The market thinks the Fed is in good hands and it seems clear that for the moment Janet Yellen already has the gravitas that her two predecessors, Messrs Greenspan and Bernanke earned over many years.
Last night she wandered up Capitol Hill to deliver the postponed testimony to the US Senate, which was delayed due to the weather a couple of weeks back. Yellen gave the market the sense that Her Fed would be a continuation of the Bernanke Fed.
The key for markets, as CommSecs Craig James put it this morning in a note to clients was that “the tone was more dovish than commentary provided two weeks ago. Yellen said the Fed would be on alert to make sure recent economic weakness was due to cold weather than a fundamental slowdown.” Which provided a lift to stocks.
So with 10 minutes to go before the close the Dow is up 0.28%, the Nasdaq up 0.46% and the S&P is currently on track for a new closing high up 6 points to 1,851 for a gain of 0.32%.
Across the ditch in Europe stocks were down until Yellen’s address having been hit by weaker than expected Spanish GDP (+0.2%), German unemployment stuck at 6.8% and low German CPI which printed at 0.5% slightly lower than expected. At the close the FTSE managed a small rally up 0.12% but continental stocks were lower with the DAX down 0.76%, the CAC barely changed down 0.02% while stocks in Milan and madrid were down 0.38% and 0.59% respectively.
Locally on the ASX overnight the SPI 200 March Futures contract is up 21 points to 5416 bid.
On global FX markets the Aussie has bounced nicely from a test of 89 cents in early European trade overnight to 0.8960 this morning down every so slightly day on day. While not an Aussie specific bounce, it was dragged higher by US dollar losses against the Pound and Euro, the Aussie’s performance was solid and reinforces the box it has been trading in recently.
Nicholas Darvas didn’t amass $2 million back in the 50’s trading by being a duffer and his box approach while I think is more suited to stocks has some resonance in markets everywhere.
So it is with the Aussie at the moment as you can see in the chart below.

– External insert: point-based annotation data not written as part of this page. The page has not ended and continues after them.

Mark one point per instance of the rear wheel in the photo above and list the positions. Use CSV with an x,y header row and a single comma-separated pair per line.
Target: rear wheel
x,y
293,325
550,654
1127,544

Trade the range until it breaks.
Euro is back at 1.3713 off a low of 1.3641 while GBP is at 1.6687 off a low of 1.6615. USDJPY has regained 102 this morning and sits at 102.07. These lockstep correlations are a worry.
On commodity markets Gold is largely unchanged on the day at $1228 oz. So while Gold didn’t do too much over the past 24 hours my system suggests that we are on track for a move down to $1313 which is my fast moving average. A move to here would be usual and which we have seen multiple times in GBP recently which has found support on my fast moving average.
We’ll see how it looks over the next few days.
Nymex Crude is down 0.28% to $102.30 Bbl and copper is at $3.24 lb. On the Ags corn lost 1.65%, wheat a massive 2.96% and soybeans fell 0.98%.
On the data front it is a big day for Asia with the South Korean manufacturing BSI out along with industrial and service sector production. In Japan we get unemployment, housing starts and CPI while in Australia private sector credit is released. Tonight is pretty big too with the release of German retail sales, French Consumer spending, Italian CPI and the more important EU wide CPI which will give a strong lead to what Mario Draghi and his ECB colleagues will do with monetary policy next month and whether they will embark on the QE path. In the US we get the next read of GDP for Q4.